Refiro-me a forma com que a virada foi patrocinada e, também, ao que está acontecendo a outros espaços culturais e de convivência de nossa cidade. Eles estão sendo privatizados silenciosamente. A aprovação recorde do ex-prefeito e governador eleito do Paraná, Beto Richa, demonstra que o curitibano está gostando dessa política, não a percebeu ou não está querendo ver que toda a cidade está sendo privatizada. Tudo é negócio na Curitiba S.A.
Por exemplo, nosso querido Jardim Botânico tem dono, a grupo o Boticário. A quem diga que a clássica estufa já não exala mais o perfume das flores tropicais que ali estão, mas a fragrância do lançamento para este verão. O relógio das flores no largo da ordem? É propriedade da Global Village Telecom e agora falam que ele dá o horário de Nova York e não mais de Curitiba. E a Virada Cultural? É do HSBC, que serve champagne aos apreciadores da boa música da sinfônica paranaense tocando, na ocasião, em parceria com o Hermeto Pascoal, o gênio paraibano da música popular brasileira (que ironia).
Sou produtor cultural também, e sei o quanto é importante captar recursos no setor privado para viabilizar esse tipo de evento. Também reconheço o cuidado que a prefeitura de Curitiba e a FCC têm ao abrir licitação pública para escolha dos concessionários, dando um pouco mais de transparência nesses processos. A esta passagem, devo somente ressaltar o caso especial do HSBC, que veio a partir da troca de título fiscal da lei de incentivo, a pior forma de se privatizar o recurso público, mas que também não é um problema específico da cidade de Curitiba, mas do sistema de financiamento da cultura brasileira (que se tudo der certo, mudará com o Sistema Nacional de Cultura). A minha questão fundamental está em refletir se esse realmente é o caminho que percebemos como melhor.

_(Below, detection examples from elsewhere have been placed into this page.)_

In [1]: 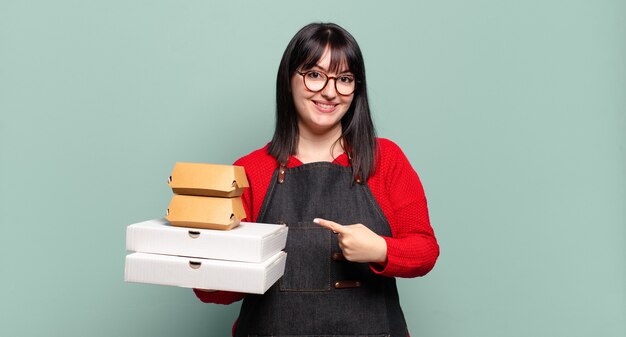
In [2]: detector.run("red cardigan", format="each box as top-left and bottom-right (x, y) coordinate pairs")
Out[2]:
(194, 138), (439, 304)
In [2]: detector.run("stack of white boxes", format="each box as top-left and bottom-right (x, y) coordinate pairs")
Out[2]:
(124, 163), (287, 294)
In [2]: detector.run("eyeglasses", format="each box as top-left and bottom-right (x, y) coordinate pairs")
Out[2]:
(296, 70), (357, 96)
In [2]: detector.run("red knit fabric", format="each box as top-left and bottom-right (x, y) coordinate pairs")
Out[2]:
(195, 138), (439, 304)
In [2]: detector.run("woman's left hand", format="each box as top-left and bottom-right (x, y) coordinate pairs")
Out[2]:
(313, 218), (387, 263)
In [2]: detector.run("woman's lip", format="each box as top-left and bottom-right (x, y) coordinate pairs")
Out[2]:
(313, 101), (338, 112)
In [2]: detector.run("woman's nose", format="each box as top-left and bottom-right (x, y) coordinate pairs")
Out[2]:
(322, 78), (337, 98)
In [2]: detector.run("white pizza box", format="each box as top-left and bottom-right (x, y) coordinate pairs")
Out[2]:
(124, 251), (287, 294)
(126, 219), (287, 263)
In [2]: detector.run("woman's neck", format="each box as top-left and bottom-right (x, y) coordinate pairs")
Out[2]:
(296, 124), (344, 164)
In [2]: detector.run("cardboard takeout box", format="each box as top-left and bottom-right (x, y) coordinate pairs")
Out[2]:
(166, 194), (246, 230)
(126, 219), (287, 263)
(168, 163), (249, 198)
(124, 251), (287, 294)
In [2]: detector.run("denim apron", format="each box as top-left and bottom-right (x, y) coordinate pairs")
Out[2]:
(235, 162), (408, 337)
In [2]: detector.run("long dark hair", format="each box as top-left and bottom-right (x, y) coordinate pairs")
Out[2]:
(268, 23), (376, 181)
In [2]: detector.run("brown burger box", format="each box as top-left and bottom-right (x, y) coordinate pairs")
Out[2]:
(165, 194), (246, 230)
(168, 162), (249, 198)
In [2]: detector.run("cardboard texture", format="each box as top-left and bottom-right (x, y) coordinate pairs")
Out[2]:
(126, 219), (287, 263)
(168, 163), (249, 198)
(124, 251), (287, 294)
(166, 194), (246, 230)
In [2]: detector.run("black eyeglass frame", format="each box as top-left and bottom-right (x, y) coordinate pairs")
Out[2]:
(296, 70), (361, 96)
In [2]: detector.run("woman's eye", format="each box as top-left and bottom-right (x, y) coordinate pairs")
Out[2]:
(339, 76), (354, 83)
(307, 71), (322, 80)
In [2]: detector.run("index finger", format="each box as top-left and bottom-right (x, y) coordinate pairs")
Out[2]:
(313, 218), (343, 233)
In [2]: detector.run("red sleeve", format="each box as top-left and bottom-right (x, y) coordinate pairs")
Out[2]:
(368, 139), (439, 277)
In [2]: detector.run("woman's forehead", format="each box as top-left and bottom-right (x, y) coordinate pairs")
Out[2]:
(304, 46), (350, 73)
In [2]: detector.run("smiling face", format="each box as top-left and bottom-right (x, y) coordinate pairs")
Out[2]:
(291, 48), (354, 135)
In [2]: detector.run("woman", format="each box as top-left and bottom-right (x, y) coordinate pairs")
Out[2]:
(196, 24), (439, 336)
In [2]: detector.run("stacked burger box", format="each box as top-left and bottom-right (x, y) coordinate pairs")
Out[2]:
(124, 163), (287, 294)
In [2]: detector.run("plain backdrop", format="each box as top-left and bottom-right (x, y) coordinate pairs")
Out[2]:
(0, 0), (626, 337)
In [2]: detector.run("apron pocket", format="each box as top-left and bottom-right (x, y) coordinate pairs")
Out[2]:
(279, 222), (331, 291)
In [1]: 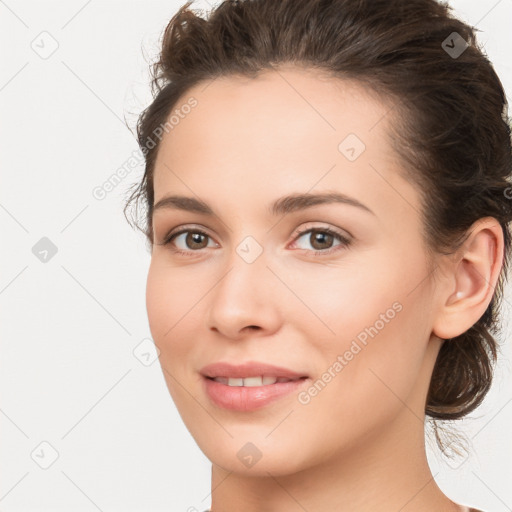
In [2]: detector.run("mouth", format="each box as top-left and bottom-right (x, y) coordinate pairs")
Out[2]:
(206, 375), (308, 388)
(200, 362), (312, 413)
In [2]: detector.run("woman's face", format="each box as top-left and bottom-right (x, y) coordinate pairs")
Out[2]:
(146, 68), (440, 476)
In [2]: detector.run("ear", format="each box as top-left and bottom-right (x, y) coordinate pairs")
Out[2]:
(433, 217), (504, 339)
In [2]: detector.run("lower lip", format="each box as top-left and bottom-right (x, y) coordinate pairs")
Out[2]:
(203, 377), (310, 411)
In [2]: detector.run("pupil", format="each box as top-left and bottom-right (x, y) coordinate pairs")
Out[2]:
(314, 232), (332, 248)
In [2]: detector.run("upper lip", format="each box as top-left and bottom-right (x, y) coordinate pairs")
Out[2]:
(200, 361), (307, 379)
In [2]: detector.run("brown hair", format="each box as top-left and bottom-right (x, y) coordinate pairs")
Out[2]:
(125, 0), (512, 443)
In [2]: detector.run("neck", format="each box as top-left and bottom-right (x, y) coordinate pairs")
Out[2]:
(211, 402), (467, 512)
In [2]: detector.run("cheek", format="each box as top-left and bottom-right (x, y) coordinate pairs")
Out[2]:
(146, 258), (191, 361)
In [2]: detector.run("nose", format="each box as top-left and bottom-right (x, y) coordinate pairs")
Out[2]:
(208, 248), (283, 340)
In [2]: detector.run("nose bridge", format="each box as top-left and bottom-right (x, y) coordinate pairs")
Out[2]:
(210, 235), (279, 336)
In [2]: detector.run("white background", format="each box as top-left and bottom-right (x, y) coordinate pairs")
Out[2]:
(0, 0), (512, 512)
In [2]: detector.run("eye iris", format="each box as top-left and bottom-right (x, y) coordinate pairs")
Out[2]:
(186, 232), (206, 249)
(311, 231), (333, 250)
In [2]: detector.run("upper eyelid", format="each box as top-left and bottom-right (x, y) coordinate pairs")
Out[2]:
(162, 221), (354, 247)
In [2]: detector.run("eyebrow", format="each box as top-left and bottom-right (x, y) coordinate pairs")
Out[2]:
(153, 192), (375, 216)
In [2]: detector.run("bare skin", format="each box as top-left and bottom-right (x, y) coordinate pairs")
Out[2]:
(146, 67), (503, 512)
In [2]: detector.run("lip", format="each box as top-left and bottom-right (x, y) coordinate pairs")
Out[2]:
(200, 361), (308, 379)
(201, 362), (311, 412)
(202, 375), (311, 412)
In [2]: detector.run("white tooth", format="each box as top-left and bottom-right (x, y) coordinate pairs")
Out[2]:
(244, 377), (263, 388)
(228, 377), (244, 386)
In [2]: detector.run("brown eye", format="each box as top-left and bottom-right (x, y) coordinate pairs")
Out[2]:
(295, 228), (350, 254)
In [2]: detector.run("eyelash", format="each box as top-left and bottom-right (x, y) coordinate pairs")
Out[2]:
(160, 227), (351, 257)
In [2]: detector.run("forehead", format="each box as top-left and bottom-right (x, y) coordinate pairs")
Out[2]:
(154, 67), (420, 220)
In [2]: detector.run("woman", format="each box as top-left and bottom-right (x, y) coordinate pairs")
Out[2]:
(126, 0), (512, 512)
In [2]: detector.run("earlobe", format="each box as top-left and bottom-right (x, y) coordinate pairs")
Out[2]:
(433, 217), (504, 339)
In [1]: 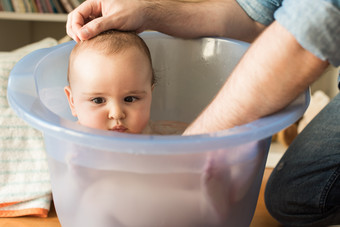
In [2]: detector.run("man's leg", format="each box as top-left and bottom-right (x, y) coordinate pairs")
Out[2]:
(265, 94), (340, 226)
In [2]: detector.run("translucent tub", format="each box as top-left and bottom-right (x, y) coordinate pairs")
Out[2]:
(8, 32), (309, 227)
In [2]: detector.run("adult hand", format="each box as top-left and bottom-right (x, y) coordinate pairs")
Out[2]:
(66, 0), (146, 42)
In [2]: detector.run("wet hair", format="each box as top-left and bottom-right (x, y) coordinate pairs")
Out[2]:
(67, 30), (156, 85)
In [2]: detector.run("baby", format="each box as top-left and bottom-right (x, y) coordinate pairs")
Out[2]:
(64, 30), (155, 133)
(64, 30), (187, 134)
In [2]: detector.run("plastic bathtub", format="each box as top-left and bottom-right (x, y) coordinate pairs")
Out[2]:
(8, 32), (309, 227)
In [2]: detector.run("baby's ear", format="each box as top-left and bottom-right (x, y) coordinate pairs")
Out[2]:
(64, 86), (77, 117)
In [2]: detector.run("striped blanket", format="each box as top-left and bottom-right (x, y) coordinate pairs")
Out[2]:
(0, 38), (57, 217)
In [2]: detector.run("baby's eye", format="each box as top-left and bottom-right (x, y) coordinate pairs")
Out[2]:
(124, 96), (138, 102)
(91, 97), (105, 104)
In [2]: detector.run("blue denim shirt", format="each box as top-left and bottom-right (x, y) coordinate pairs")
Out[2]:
(237, 0), (340, 66)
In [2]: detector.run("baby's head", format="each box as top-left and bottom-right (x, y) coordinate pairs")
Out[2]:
(65, 30), (155, 133)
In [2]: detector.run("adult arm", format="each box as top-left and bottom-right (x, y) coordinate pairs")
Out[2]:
(66, 0), (264, 41)
(184, 21), (328, 135)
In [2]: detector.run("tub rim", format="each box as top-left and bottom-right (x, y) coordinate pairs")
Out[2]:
(7, 32), (310, 154)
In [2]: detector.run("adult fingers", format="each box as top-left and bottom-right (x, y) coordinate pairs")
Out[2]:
(66, 0), (101, 41)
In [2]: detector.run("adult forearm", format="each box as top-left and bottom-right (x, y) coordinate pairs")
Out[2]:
(145, 0), (264, 42)
(184, 22), (328, 135)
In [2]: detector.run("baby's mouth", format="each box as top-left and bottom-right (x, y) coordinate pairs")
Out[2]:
(109, 125), (127, 132)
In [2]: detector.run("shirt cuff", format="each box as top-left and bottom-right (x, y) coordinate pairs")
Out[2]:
(274, 0), (340, 66)
(236, 0), (282, 25)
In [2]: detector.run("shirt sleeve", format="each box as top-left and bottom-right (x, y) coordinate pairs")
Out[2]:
(236, 0), (283, 25)
(274, 0), (340, 66)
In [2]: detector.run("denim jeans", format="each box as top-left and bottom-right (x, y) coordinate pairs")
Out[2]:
(265, 94), (340, 226)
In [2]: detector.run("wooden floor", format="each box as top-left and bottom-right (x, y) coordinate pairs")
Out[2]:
(0, 168), (281, 227)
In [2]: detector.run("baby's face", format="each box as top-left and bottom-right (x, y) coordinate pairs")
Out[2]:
(65, 47), (152, 133)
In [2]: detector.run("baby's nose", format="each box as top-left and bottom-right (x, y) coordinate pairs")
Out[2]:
(108, 105), (125, 120)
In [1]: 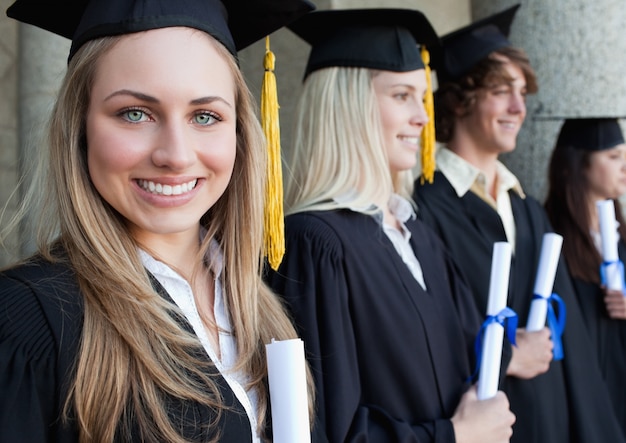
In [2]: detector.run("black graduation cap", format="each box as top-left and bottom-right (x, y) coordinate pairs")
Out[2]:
(7, 0), (315, 59)
(556, 117), (624, 151)
(436, 4), (520, 83)
(287, 8), (439, 78)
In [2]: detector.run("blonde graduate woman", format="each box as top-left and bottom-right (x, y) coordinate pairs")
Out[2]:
(0, 0), (322, 443)
(268, 9), (515, 443)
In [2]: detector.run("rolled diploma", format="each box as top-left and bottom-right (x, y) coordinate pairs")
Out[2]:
(526, 232), (563, 331)
(265, 338), (311, 443)
(478, 242), (511, 400)
(596, 199), (624, 291)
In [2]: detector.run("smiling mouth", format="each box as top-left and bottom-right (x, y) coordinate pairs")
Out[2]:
(137, 179), (198, 195)
(398, 137), (420, 145)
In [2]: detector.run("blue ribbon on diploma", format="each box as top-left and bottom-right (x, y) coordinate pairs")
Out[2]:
(468, 307), (517, 381)
(600, 259), (626, 294)
(533, 294), (565, 360)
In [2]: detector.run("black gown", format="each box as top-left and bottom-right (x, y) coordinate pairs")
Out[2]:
(573, 240), (626, 438)
(414, 171), (625, 443)
(0, 255), (251, 443)
(267, 210), (488, 443)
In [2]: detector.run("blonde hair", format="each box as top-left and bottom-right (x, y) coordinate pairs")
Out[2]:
(284, 67), (413, 217)
(6, 35), (313, 442)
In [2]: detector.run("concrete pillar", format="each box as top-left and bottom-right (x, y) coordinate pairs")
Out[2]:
(472, 0), (626, 200)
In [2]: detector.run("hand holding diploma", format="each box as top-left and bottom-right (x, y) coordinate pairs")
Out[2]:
(596, 199), (624, 292)
(477, 242), (517, 400)
(265, 339), (311, 443)
(526, 232), (565, 360)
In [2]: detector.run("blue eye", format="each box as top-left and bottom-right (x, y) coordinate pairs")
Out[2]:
(193, 112), (222, 126)
(124, 109), (145, 122)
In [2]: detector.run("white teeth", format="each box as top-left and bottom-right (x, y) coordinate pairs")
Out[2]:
(138, 179), (198, 195)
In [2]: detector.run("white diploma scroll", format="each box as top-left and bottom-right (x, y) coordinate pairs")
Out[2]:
(478, 242), (511, 400)
(596, 199), (624, 291)
(265, 338), (311, 443)
(526, 232), (563, 331)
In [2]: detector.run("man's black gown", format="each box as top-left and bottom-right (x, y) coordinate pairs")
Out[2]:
(267, 210), (488, 443)
(573, 240), (626, 438)
(414, 171), (625, 443)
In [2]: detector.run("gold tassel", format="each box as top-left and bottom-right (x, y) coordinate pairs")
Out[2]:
(261, 36), (285, 270)
(420, 46), (436, 183)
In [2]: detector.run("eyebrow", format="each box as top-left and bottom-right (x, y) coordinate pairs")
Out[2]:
(104, 89), (231, 106)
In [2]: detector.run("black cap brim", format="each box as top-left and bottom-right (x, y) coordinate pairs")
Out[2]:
(7, 0), (315, 58)
(556, 117), (624, 151)
(288, 8), (440, 77)
(435, 4), (520, 83)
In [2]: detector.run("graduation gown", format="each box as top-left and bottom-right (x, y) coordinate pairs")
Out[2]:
(0, 255), (251, 443)
(572, 240), (626, 438)
(266, 210), (481, 443)
(414, 171), (625, 443)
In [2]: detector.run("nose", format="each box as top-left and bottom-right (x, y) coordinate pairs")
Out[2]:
(411, 100), (428, 126)
(152, 121), (196, 171)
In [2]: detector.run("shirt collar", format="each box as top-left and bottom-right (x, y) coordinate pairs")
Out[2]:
(138, 228), (224, 280)
(436, 146), (525, 198)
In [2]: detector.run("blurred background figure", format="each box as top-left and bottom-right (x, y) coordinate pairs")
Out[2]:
(545, 118), (626, 438)
(414, 5), (623, 443)
(268, 9), (515, 443)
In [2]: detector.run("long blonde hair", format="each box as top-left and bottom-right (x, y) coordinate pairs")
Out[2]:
(284, 67), (413, 213)
(5, 35), (313, 442)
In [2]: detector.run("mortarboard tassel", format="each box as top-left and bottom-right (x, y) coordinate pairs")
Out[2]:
(420, 46), (435, 183)
(261, 36), (285, 270)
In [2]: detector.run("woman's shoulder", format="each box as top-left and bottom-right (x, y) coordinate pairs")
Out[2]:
(285, 209), (377, 247)
(0, 256), (83, 358)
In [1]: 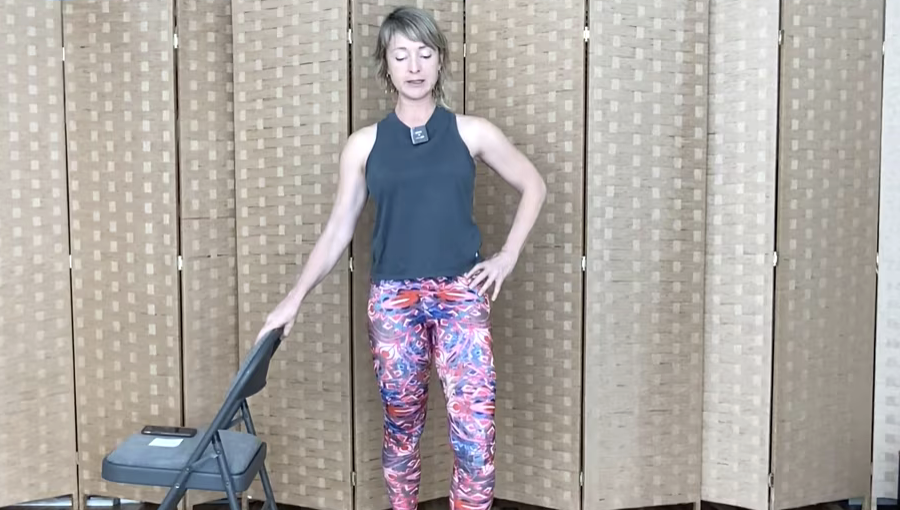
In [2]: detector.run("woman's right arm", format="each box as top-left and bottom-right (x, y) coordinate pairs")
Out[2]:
(256, 125), (376, 341)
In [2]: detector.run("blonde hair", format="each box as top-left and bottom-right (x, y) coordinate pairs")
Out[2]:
(374, 6), (450, 106)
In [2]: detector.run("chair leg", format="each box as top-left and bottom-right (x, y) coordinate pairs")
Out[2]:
(213, 432), (241, 510)
(241, 400), (278, 510)
(157, 483), (187, 510)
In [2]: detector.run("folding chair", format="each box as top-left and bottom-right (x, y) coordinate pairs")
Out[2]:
(101, 328), (283, 510)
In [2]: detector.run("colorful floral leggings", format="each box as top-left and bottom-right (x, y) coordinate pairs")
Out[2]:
(368, 277), (496, 510)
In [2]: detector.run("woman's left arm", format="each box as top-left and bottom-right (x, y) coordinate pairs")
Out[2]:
(465, 117), (547, 300)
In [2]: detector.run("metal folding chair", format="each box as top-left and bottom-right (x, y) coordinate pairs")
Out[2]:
(101, 329), (283, 510)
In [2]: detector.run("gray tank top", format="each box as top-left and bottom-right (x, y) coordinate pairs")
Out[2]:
(366, 106), (481, 281)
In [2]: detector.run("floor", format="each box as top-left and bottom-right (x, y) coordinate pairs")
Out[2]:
(0, 499), (900, 510)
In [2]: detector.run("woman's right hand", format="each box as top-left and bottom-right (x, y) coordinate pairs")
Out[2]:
(254, 293), (302, 344)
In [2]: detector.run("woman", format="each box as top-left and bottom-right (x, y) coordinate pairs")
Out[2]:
(259, 7), (546, 510)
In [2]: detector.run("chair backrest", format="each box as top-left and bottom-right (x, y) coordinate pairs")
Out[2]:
(212, 328), (284, 428)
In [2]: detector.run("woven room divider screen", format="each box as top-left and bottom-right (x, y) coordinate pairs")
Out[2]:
(0, 0), (900, 510)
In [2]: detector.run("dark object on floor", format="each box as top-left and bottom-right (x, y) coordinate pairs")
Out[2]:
(102, 329), (282, 510)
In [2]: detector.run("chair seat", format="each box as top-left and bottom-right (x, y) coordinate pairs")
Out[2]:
(102, 429), (266, 492)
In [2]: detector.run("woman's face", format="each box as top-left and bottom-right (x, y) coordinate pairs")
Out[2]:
(387, 34), (440, 100)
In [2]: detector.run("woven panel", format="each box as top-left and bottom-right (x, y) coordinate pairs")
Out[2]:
(176, 0), (238, 503)
(466, 0), (585, 509)
(773, 0), (884, 509)
(232, 0), (352, 510)
(584, 0), (709, 510)
(0, 0), (77, 507)
(63, 0), (181, 502)
(702, 0), (779, 509)
(352, 0), (463, 510)
(872, 0), (900, 499)
(178, 0), (238, 430)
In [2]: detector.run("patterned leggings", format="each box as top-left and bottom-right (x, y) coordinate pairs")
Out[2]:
(368, 277), (496, 510)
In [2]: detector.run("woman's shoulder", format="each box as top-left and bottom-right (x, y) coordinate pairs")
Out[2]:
(342, 124), (378, 162)
(455, 113), (503, 155)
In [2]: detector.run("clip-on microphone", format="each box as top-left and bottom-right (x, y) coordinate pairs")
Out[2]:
(409, 126), (428, 145)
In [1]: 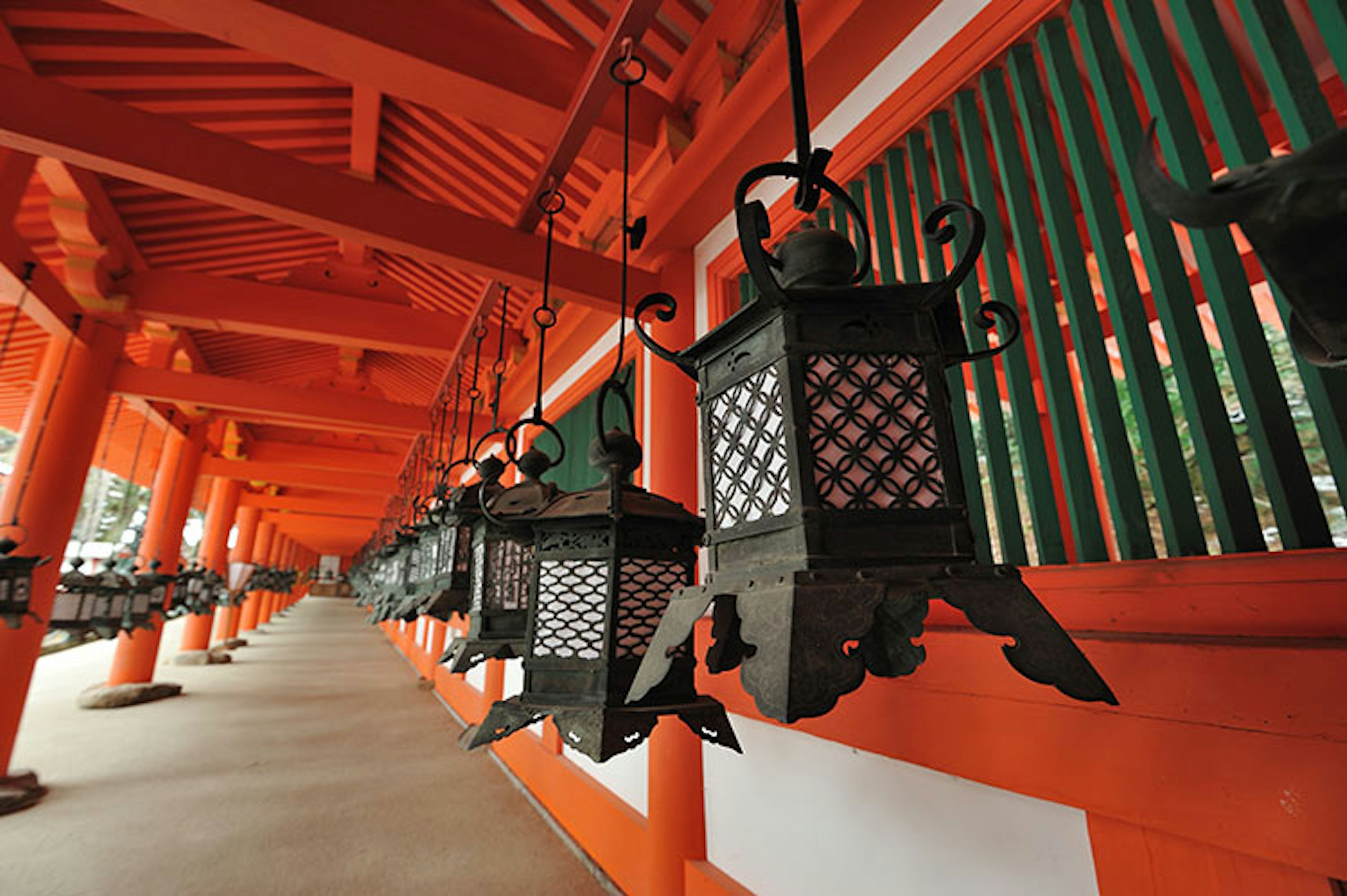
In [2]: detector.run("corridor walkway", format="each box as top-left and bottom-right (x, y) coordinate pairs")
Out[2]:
(0, 597), (603, 896)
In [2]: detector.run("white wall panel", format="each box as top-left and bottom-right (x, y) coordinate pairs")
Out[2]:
(703, 715), (1098, 896)
(563, 738), (649, 815)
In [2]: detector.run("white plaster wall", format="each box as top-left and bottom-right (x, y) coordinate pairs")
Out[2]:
(501, 659), (524, 699)
(703, 715), (1099, 896)
(563, 738), (646, 815)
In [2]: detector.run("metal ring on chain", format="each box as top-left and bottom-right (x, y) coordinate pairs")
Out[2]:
(534, 307), (556, 330)
(505, 418), (566, 467)
(608, 55), (645, 88)
(537, 189), (566, 216)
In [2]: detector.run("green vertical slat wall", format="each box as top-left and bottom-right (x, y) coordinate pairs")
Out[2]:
(927, 112), (1029, 565)
(1172, 0), (1347, 503)
(893, 131), (991, 563)
(862, 164), (898, 286)
(979, 69), (1108, 562)
(1071, 3), (1266, 551)
(727, 0), (1347, 563)
(1016, 19), (1207, 557)
(954, 90), (1067, 563)
(1110, 0), (1331, 548)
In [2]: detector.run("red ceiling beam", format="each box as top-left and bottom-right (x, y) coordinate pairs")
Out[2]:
(112, 363), (430, 435)
(93, 0), (668, 167)
(0, 69), (659, 311)
(645, 0), (938, 257)
(244, 440), (403, 476)
(117, 271), (465, 357)
(201, 457), (397, 497)
(515, 0), (663, 230)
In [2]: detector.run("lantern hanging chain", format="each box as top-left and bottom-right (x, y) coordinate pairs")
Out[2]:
(534, 187), (566, 422)
(439, 361), (463, 461)
(484, 286), (509, 438)
(594, 44), (646, 450)
(462, 322), (486, 464)
(609, 38), (645, 387)
(8, 314), (82, 538)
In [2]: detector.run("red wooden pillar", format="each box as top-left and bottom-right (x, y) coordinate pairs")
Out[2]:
(644, 252), (706, 896)
(215, 507), (261, 641)
(239, 520), (276, 632)
(181, 477), (242, 652)
(108, 423), (206, 686)
(0, 319), (125, 777)
(257, 531), (290, 625)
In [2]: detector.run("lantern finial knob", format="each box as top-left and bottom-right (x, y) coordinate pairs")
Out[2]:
(518, 449), (552, 480)
(776, 228), (855, 290)
(590, 430), (643, 482)
(476, 454), (505, 482)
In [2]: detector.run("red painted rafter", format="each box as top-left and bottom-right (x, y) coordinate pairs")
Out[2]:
(0, 70), (657, 309)
(98, 0), (665, 163)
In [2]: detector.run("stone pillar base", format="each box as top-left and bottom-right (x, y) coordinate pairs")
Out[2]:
(173, 644), (234, 666)
(0, 772), (47, 815)
(77, 682), (182, 709)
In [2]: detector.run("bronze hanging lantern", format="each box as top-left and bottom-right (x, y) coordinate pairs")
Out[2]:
(1133, 120), (1347, 369)
(462, 56), (739, 763)
(121, 560), (174, 633)
(47, 557), (105, 637)
(630, 0), (1117, 722)
(463, 430), (739, 763)
(441, 272), (566, 672)
(0, 539), (50, 628)
(441, 454), (559, 672)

É a privatização um caminho desejável? Pois não me venham dizer que é outra coisa, pois isso se trata sim de privatização. Mesmo acreditando que poder público e empresas possam trabalhar juntos em “boas parcerias” e a privatização em certa medida seja “eficiente”, por outro, acredito que possam haver graus diferenciados de privatização, ou mesmo, modelos de concessão que limitem a possibilidade de tudo se tornar mercadoria.
A mim me preocupa muito a exploração visual que O Boticário faz espalhando milhares de totens por dentro do parque. A mim me preocupa muitíssimo quando o HSBC fecha uma parte da área construída da praça Espanha, e só permite a entrada de clientes HSBC para beber do seu champagne. Haveriam outras formas de tornar interessante a estes “parceiros” o incentivo a cultura e a manutenção dos espaços públicos da cidade, sem que estes se apoderem do público? Essa é uma pergunta importante, se não, necessária de se fazer. Enquanto isso, eu fico com a pulga atrás da orelha querendo compartilhar essas palavras pra ver se compartilhamos da mesma angústia.
Essa coisa de tratar tudo como mercadoria me incomoda, ôh se me incomoda.